When it comes to conception, new musicals are often based on plays, novels, films or even short stories. "The original inspiration for The Man With The Glass Heart was Steve Job’s Stanford commencement address," said Bradt. "In that speech he told three stories: 1) dropping out of university, 2) getting kicked out of his company and 3) facing death," Bradt added.
The Man with the Glass Heart is about a father and son growing up, letting go, accepting and appreciating. "The father in our story works his whole life in a quarry in 5th century Germany to give his son a better life. The son goes to university, drops out, and invents modern glass making. The musical tracks the ups, downs, and ups of his progress and relationships with his father and others," said Bradt.
Curtain Call has presented dozens of original pieces through staged concert readings. Many of them have gone on to be presented as full scale productions, which is how The Man With The Glass Heart came to be included in Curtain Call's current season. It was presented as part of their Musical Mondays series. Other recent presentations that have gone on to full productions are Baby Bump (formerly know as Blindsided by a Diaper), Merrily Mannerly, and Ursone's A Merry Mulberry Street Musical.
"I think producing new works is one of the most exciting things we do," Ursone said. "I love working with authors, composers and lyricists on developing original material, in spite of the many inherent challenges that exist," he added.

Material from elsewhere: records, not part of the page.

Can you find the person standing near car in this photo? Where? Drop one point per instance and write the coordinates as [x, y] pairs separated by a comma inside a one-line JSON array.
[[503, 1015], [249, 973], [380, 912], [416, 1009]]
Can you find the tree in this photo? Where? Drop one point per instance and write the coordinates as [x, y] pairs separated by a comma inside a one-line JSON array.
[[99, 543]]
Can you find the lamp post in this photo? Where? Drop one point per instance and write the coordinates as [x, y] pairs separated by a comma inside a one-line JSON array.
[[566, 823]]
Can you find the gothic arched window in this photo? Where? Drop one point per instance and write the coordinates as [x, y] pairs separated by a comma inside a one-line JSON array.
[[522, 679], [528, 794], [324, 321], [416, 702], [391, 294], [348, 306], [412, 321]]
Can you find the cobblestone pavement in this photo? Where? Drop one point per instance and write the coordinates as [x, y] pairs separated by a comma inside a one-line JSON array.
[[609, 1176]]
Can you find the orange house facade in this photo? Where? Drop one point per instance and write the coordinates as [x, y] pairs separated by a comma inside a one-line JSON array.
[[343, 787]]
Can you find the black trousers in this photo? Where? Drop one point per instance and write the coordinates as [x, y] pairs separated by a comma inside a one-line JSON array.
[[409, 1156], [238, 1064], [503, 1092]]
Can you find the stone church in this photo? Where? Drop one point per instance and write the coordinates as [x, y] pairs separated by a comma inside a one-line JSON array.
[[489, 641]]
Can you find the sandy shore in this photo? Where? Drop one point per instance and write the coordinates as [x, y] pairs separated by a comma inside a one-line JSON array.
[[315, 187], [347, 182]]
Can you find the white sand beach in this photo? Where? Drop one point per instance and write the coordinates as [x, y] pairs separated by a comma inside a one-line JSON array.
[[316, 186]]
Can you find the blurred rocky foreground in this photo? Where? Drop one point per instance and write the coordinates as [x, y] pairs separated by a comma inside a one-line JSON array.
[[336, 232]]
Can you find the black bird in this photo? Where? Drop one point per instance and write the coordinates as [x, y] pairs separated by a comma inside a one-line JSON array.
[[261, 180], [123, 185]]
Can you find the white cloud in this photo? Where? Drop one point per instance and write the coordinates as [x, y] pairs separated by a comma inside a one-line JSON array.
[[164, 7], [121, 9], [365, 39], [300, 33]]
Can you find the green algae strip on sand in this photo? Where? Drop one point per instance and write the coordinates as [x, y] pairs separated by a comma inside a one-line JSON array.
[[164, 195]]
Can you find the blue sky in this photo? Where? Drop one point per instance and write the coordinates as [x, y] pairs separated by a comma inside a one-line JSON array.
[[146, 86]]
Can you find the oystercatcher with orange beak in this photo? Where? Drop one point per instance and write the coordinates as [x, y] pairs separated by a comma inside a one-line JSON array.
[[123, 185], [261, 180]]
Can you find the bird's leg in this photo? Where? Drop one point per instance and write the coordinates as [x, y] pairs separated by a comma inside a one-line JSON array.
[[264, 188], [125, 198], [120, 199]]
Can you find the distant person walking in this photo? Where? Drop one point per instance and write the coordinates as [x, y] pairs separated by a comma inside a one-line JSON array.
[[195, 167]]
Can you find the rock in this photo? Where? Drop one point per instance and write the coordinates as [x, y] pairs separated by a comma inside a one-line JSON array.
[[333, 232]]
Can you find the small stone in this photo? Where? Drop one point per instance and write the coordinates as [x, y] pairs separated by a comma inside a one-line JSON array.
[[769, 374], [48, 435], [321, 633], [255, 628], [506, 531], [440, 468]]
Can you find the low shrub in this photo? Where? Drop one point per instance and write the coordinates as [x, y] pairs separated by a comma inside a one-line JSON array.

Finding the right director, music director etc. to work on new works is also very important. "Hiring Karen Randazzo and Eric Johnston to direct and music direct (respectively) was a no-brainer for me," Ursone said. Both have extensive backgrounds in developing new works and have worked with Ursone for more than 30 years.
Watching one's original work come to life is an amazing process...like following a pregnancy...with a much longer gestation. "The journey from Stanford to Stamford has been long and thrilling and frustrating and wonderful," said Bradt. He feels that the play has continued to get better with input from all the people that helped birth it’s original concert reading at Curtain Call to the people that have provided comments along the way, to the amazing directors, crew and cast bringing it to life now. "What you’ll see in May has their finger prints all over it. If it moves you half as much as it moves us, our efforts will have been worth it," Bradt added.
The actors have loved the challenge of creating these characters from scratch. Working with no preconceived notions (or recordings) is very freeing for them. At the heart of this production, as father and son, are Trumbull resident, Peter Randazzo as William, the father, and New York resident, Danny Grumich, as Victor, the son. Others in the cast include Marilyn Olsen as the mother, Rae, Jon Garrity as other son, Kurt, and Alexandra Imbrosci-Viera as Victor's love interest, Mindy. The ensemble includes Lucas Cafaro, Harrison Gilberti, John Royse and RJ Vercellone. In addition to Randazzo and Johnston, the rest of the production team includes production design by Peter Barbieri, Jr., costumes by Helen Adams, and stage management by Lindy Fruithandler.
The Man with the Glass Heart will play in The Dressing Room Theatre, May 4 through 14, Thursday, Friday and Saturday nights at 8:00m and Sunday afternoon, April 23 at 2:00pm. Seating in The Dressing Room Theatre is cabaret-style with a BYOEverything format. Doors open one hour before curtain time. Regular prices are $32 for adults, $25 for senior citizens and $16 for children. Thursday evenings, all seats $25. Box Office: 203-461-6358 or online at www.curtaincallinc.com. The final production in Curtain Call’s 2016-2017 season is the Neil Simon, Tony Award-winning musical comedy, Sweet Charity.